ループ10回目の公爵令嬢は王太子に溺愛されています
手のひらがひどく熱い。それに耐えていると、自身にまとわりついていた気味悪い冷たさが徐々に引いていった。
そこまでいけば後少し、自分の持てる全てを彼に注ぎ込むだけ。
ロザンナはゆっくりと目を開け、傷口がしっかりと塞がっているのを確認し、ホッと息をつく。
視線をあげると自分を見ていた男性と目が合い、微笑みかける。
口の覆いが邪魔で表情がわからないものの、苦しげだった呼吸音も止んでいるため、ひとまず危機は脱したと思って良いだろう。
外套の隙間から、腰の右側に短剣を携えているのがちらり見えた。
しかも柄には見覚えのあるクリスタルチャーム。
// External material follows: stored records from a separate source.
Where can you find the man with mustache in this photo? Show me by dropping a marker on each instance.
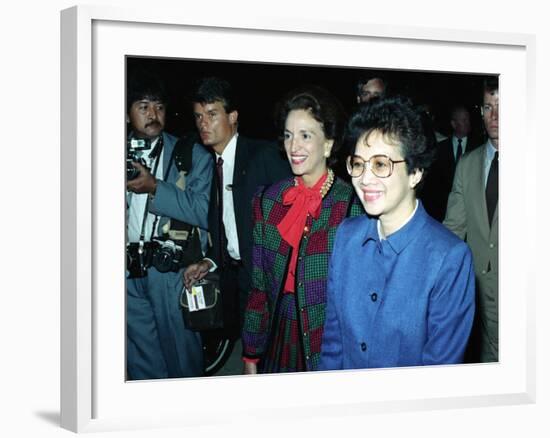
(472, 214)
(158, 344)
(242, 166)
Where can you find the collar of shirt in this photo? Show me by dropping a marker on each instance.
(490, 151)
(399, 239)
(455, 144)
(228, 156)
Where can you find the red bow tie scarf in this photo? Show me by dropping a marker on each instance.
(304, 201)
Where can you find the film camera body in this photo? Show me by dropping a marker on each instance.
(134, 152)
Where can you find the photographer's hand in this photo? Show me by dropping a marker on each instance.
(144, 182)
(250, 368)
(195, 272)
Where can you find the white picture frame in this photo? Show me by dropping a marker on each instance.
(94, 395)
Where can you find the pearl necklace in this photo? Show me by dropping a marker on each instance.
(326, 185)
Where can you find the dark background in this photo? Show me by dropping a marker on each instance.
(260, 86)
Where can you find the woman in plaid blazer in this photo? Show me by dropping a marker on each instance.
(295, 222)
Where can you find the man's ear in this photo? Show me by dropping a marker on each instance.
(233, 116)
(415, 178)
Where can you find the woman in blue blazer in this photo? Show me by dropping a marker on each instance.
(400, 285)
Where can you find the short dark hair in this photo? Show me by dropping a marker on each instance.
(144, 85)
(490, 84)
(323, 107)
(365, 79)
(457, 108)
(214, 89)
(402, 123)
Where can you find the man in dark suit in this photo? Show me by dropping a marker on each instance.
(241, 166)
(472, 214)
(449, 151)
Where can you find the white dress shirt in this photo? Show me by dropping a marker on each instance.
(229, 222)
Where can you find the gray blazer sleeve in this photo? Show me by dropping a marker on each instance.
(455, 218)
(189, 205)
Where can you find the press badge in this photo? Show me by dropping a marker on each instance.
(195, 298)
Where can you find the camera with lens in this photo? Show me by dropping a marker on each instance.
(135, 148)
(167, 256)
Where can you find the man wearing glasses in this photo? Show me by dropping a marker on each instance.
(370, 87)
(472, 214)
(401, 287)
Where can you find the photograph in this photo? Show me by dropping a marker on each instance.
(288, 218)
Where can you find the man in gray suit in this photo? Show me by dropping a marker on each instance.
(472, 214)
(158, 343)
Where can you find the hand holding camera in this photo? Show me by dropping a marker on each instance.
(144, 182)
(138, 176)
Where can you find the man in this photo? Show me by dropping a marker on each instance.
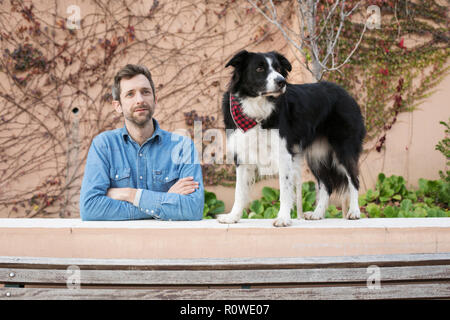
(140, 171)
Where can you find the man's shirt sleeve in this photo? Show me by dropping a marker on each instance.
(94, 204)
(173, 206)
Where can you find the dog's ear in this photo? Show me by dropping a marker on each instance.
(238, 59)
(283, 61)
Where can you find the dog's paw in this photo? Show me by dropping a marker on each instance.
(353, 214)
(282, 222)
(227, 218)
(313, 215)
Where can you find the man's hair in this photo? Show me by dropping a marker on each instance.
(128, 72)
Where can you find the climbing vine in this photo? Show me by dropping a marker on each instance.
(397, 65)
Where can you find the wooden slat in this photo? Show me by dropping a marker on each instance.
(228, 264)
(230, 277)
(410, 291)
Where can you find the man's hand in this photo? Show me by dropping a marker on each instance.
(123, 194)
(184, 186)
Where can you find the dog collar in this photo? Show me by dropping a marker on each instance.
(241, 120)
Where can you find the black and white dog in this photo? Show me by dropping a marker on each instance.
(318, 121)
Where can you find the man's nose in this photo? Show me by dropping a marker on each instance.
(139, 98)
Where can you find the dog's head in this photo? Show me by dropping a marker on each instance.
(259, 74)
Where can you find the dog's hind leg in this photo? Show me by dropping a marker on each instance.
(353, 211)
(322, 204)
(245, 176)
(298, 163)
(287, 182)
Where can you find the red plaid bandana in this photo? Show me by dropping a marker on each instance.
(241, 120)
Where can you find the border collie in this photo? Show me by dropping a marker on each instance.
(320, 122)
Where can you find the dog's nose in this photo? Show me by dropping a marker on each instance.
(280, 81)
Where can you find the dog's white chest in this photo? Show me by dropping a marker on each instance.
(257, 146)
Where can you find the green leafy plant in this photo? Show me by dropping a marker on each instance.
(268, 206)
(392, 199)
(212, 206)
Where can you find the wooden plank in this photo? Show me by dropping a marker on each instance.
(410, 291)
(228, 264)
(230, 277)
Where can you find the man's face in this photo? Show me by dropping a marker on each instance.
(137, 100)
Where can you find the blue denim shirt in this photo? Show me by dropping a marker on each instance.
(116, 161)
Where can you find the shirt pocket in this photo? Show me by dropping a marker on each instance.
(163, 180)
(120, 177)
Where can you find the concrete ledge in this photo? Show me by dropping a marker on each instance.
(150, 239)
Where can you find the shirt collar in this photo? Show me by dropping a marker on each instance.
(157, 133)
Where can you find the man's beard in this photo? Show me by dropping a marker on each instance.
(140, 121)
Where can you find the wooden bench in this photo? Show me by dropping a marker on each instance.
(401, 276)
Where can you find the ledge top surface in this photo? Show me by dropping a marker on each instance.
(213, 224)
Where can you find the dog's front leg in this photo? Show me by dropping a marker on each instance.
(245, 176)
(287, 181)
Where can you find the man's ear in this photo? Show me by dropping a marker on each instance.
(117, 106)
(284, 62)
(238, 59)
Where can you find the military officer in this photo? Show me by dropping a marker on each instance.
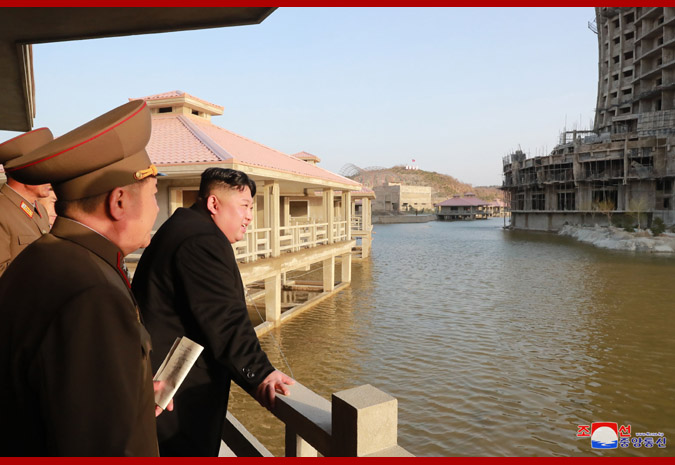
(22, 218)
(75, 374)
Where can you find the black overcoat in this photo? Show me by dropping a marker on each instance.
(187, 283)
(75, 374)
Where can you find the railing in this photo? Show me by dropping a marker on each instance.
(358, 422)
(299, 236)
(340, 231)
(257, 243)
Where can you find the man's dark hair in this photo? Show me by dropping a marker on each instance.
(215, 178)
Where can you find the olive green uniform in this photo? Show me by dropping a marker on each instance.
(75, 374)
(20, 224)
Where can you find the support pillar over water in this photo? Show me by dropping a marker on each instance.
(329, 274)
(273, 298)
(346, 268)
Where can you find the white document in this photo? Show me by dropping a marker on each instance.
(175, 367)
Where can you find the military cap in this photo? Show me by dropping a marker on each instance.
(25, 143)
(105, 153)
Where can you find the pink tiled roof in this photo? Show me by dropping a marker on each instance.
(462, 202)
(306, 156)
(176, 94)
(364, 190)
(172, 143)
(178, 139)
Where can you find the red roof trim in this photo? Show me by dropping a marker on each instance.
(21, 135)
(81, 143)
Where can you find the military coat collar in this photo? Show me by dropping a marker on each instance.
(76, 232)
(33, 212)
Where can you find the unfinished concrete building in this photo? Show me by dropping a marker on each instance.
(625, 165)
(397, 197)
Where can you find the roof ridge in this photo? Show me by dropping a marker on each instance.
(209, 143)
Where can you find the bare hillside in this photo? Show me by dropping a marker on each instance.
(442, 186)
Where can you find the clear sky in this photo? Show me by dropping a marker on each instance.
(455, 89)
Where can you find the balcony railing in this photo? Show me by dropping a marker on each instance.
(257, 243)
(299, 236)
(358, 422)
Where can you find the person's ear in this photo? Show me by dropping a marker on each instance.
(115, 203)
(212, 204)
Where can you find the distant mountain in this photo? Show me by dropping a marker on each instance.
(442, 186)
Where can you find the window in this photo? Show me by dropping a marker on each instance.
(565, 200)
(538, 201)
(298, 208)
(520, 201)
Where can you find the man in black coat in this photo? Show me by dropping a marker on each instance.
(187, 283)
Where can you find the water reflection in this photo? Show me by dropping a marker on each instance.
(494, 342)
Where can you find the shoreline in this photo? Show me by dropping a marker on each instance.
(614, 238)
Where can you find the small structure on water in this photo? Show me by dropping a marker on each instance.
(396, 197)
(468, 207)
(302, 212)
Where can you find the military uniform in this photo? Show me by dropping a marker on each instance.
(21, 222)
(75, 373)
(79, 380)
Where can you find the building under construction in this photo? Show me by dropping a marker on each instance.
(623, 168)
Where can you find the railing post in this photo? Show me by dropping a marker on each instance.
(273, 298)
(364, 421)
(347, 268)
(330, 212)
(329, 274)
(347, 201)
(296, 446)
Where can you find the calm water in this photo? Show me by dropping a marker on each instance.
(494, 342)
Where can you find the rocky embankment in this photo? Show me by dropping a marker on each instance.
(618, 239)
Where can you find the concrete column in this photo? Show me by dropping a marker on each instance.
(364, 421)
(329, 274)
(346, 268)
(274, 216)
(365, 246)
(273, 298)
(287, 211)
(347, 208)
(329, 212)
(298, 447)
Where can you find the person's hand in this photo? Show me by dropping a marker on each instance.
(158, 386)
(275, 382)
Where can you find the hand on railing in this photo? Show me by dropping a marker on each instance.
(275, 382)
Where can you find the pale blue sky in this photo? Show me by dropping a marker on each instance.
(454, 88)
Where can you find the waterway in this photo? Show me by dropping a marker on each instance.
(494, 342)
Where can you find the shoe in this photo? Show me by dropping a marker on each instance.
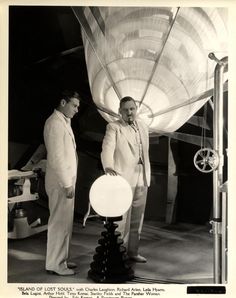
(138, 259)
(71, 265)
(64, 272)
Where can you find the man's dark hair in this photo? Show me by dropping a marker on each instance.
(68, 94)
(125, 99)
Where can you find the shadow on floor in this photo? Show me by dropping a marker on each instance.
(180, 253)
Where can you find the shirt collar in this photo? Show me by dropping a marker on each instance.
(61, 115)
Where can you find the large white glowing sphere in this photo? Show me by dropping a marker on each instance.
(110, 196)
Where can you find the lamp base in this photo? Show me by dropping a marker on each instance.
(109, 265)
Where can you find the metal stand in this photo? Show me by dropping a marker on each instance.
(218, 173)
(109, 264)
(21, 227)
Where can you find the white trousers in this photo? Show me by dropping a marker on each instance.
(131, 224)
(60, 226)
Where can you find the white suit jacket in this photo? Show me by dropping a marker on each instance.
(118, 150)
(61, 150)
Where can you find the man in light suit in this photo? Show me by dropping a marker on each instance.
(61, 172)
(125, 152)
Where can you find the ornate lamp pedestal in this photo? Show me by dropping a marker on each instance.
(109, 265)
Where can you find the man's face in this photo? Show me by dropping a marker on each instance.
(70, 108)
(128, 111)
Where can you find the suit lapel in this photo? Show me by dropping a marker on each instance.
(141, 133)
(126, 134)
(67, 126)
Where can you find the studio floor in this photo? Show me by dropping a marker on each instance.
(180, 253)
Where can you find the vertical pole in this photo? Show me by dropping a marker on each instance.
(172, 185)
(218, 173)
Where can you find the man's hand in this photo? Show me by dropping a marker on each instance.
(111, 172)
(70, 192)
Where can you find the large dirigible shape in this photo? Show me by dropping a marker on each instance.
(157, 55)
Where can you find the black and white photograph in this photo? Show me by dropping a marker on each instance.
(117, 148)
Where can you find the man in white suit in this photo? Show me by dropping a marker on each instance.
(125, 152)
(61, 172)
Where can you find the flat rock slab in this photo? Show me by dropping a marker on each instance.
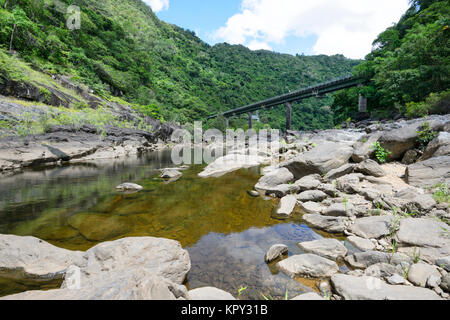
(36, 258)
(309, 265)
(361, 243)
(275, 252)
(210, 293)
(370, 288)
(327, 248)
(372, 227)
(423, 233)
(328, 224)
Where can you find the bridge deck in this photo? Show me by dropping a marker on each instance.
(312, 91)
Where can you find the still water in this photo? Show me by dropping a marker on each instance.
(225, 231)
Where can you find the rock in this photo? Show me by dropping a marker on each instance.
(371, 168)
(230, 163)
(275, 252)
(171, 174)
(372, 227)
(308, 182)
(129, 187)
(370, 288)
(445, 283)
(322, 159)
(286, 206)
(363, 260)
(34, 259)
(423, 233)
(209, 293)
(312, 195)
(396, 279)
(410, 157)
(361, 243)
(420, 272)
(328, 224)
(440, 146)
(275, 178)
(311, 207)
(339, 172)
(309, 265)
(327, 248)
(310, 296)
(429, 172)
(444, 263)
(137, 284)
(340, 210)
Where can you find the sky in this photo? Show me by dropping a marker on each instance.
(307, 27)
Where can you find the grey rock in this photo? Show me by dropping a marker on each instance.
(286, 206)
(339, 172)
(420, 272)
(312, 195)
(372, 227)
(310, 296)
(423, 233)
(210, 293)
(326, 157)
(327, 248)
(328, 224)
(309, 265)
(429, 172)
(275, 252)
(444, 263)
(370, 288)
(361, 243)
(371, 168)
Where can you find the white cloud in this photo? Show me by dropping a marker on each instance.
(158, 5)
(341, 26)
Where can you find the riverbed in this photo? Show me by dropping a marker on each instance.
(226, 231)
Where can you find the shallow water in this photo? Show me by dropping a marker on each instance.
(226, 232)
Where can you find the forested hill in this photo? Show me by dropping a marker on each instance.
(123, 50)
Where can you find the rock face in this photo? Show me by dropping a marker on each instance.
(35, 258)
(370, 288)
(430, 172)
(322, 159)
(328, 224)
(423, 233)
(327, 248)
(420, 273)
(372, 227)
(210, 293)
(309, 265)
(286, 206)
(275, 252)
(371, 168)
(130, 268)
(230, 163)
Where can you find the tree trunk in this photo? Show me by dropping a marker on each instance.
(12, 37)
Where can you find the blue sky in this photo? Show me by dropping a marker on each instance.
(288, 26)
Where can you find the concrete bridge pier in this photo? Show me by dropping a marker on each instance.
(288, 115)
(250, 120)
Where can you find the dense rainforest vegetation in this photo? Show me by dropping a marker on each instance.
(123, 50)
(408, 70)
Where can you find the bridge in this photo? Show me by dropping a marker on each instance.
(289, 98)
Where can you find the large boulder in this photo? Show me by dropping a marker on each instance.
(327, 248)
(328, 224)
(210, 293)
(309, 265)
(429, 172)
(372, 227)
(322, 159)
(370, 288)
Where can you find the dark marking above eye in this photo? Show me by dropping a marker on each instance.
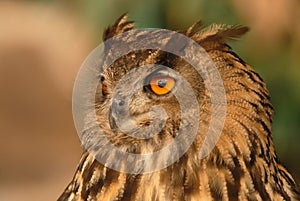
(162, 83)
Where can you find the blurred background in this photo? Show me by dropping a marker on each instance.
(44, 42)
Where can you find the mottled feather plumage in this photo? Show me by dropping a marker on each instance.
(242, 166)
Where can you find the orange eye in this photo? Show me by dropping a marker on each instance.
(162, 85)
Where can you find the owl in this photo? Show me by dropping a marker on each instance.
(148, 98)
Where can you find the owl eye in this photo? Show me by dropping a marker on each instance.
(161, 85)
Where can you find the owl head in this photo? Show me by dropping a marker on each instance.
(159, 95)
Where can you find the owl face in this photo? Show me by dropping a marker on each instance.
(153, 102)
(144, 100)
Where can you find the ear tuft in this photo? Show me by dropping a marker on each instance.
(120, 26)
(219, 33)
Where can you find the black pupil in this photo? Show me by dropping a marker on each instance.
(162, 83)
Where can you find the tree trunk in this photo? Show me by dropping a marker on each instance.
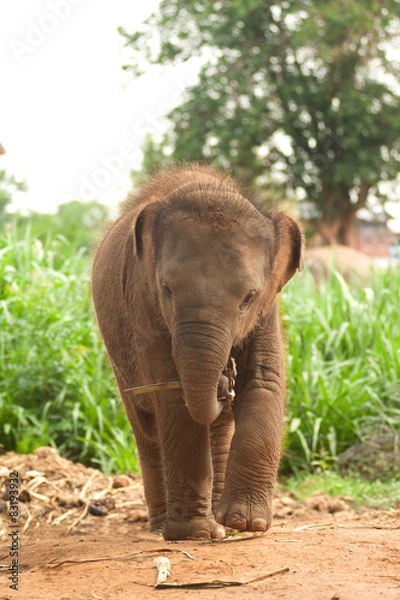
(337, 224)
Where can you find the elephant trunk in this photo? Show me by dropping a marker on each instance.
(200, 359)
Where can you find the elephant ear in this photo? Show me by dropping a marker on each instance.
(134, 247)
(289, 249)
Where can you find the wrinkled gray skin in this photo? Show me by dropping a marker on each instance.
(187, 277)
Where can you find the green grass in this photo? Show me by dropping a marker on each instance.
(343, 366)
(56, 386)
(380, 494)
(55, 383)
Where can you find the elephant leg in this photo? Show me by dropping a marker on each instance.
(246, 502)
(220, 437)
(186, 455)
(151, 464)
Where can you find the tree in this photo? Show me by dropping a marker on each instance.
(8, 186)
(302, 89)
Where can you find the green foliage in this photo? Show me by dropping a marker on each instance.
(384, 495)
(56, 386)
(155, 156)
(8, 186)
(77, 221)
(343, 366)
(305, 90)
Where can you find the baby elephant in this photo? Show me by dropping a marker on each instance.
(185, 288)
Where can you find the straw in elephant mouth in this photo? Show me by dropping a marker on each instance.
(230, 372)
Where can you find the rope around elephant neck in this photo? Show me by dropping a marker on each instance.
(230, 371)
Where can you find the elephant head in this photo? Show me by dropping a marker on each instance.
(216, 264)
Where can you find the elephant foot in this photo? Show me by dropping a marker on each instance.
(156, 523)
(198, 528)
(245, 516)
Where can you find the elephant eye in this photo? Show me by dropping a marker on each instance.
(247, 300)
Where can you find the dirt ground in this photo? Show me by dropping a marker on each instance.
(83, 535)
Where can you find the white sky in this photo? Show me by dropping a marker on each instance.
(71, 123)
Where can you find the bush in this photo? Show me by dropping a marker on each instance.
(57, 387)
(343, 365)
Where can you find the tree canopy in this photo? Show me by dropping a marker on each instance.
(304, 90)
(8, 186)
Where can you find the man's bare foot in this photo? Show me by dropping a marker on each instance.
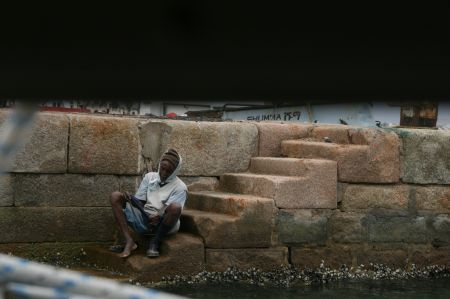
(129, 247)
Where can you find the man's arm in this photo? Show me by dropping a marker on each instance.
(141, 193)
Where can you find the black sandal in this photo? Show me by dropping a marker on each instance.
(116, 248)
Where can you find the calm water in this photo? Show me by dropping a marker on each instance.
(404, 289)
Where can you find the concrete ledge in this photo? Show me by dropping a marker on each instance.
(260, 258)
(180, 254)
(63, 190)
(358, 197)
(207, 148)
(56, 225)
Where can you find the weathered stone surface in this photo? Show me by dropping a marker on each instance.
(383, 157)
(207, 148)
(425, 156)
(272, 134)
(56, 224)
(180, 254)
(294, 167)
(351, 159)
(104, 145)
(337, 133)
(55, 253)
(201, 183)
(287, 192)
(369, 155)
(398, 229)
(248, 221)
(347, 228)
(6, 192)
(441, 226)
(45, 149)
(391, 258)
(355, 197)
(431, 256)
(260, 258)
(129, 184)
(318, 188)
(302, 226)
(332, 257)
(229, 203)
(436, 198)
(63, 190)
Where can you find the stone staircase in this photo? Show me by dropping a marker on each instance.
(238, 216)
(351, 159)
(241, 212)
(362, 155)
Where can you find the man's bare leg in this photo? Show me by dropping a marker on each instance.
(118, 203)
(171, 216)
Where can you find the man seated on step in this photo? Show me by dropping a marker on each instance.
(155, 208)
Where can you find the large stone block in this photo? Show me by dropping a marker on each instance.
(318, 188)
(335, 133)
(302, 226)
(398, 229)
(181, 254)
(347, 228)
(6, 191)
(271, 135)
(435, 198)
(332, 257)
(229, 220)
(55, 253)
(425, 156)
(441, 226)
(288, 192)
(362, 154)
(47, 224)
(201, 183)
(45, 149)
(354, 197)
(383, 156)
(63, 190)
(207, 148)
(104, 145)
(260, 258)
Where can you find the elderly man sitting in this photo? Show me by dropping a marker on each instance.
(155, 208)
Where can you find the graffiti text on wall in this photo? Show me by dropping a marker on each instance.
(295, 115)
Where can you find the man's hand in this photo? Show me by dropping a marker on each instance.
(154, 220)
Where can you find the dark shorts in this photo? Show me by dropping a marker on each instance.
(139, 222)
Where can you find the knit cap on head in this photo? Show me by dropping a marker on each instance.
(172, 157)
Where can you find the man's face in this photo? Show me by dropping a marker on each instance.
(165, 169)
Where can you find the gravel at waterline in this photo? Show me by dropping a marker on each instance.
(291, 276)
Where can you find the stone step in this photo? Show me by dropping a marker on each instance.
(104, 274)
(226, 231)
(353, 162)
(290, 192)
(290, 166)
(225, 203)
(181, 253)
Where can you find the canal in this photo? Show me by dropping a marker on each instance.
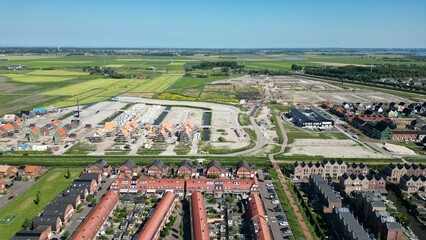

騎士団員の証であるそれを持っているということは、少なくとも目の前にいる男は悪党ではない。
回復した途端襲われる危険はないだろうと考え安堵するが、同時に疑問も浮かぶ。
騎士団員は所属ごとに持っているクリスタルの色が違う。第一騎士団員は赤、第二は青、第三は黄色のはずだが、目の前の彼が所持しているのは紫だ。
自分が知らなかっただけで第四騎士団まであるのか、それとも秘密の組織でもあるのか。一気に興味が沸くも、気軽に聞ける間柄ではない。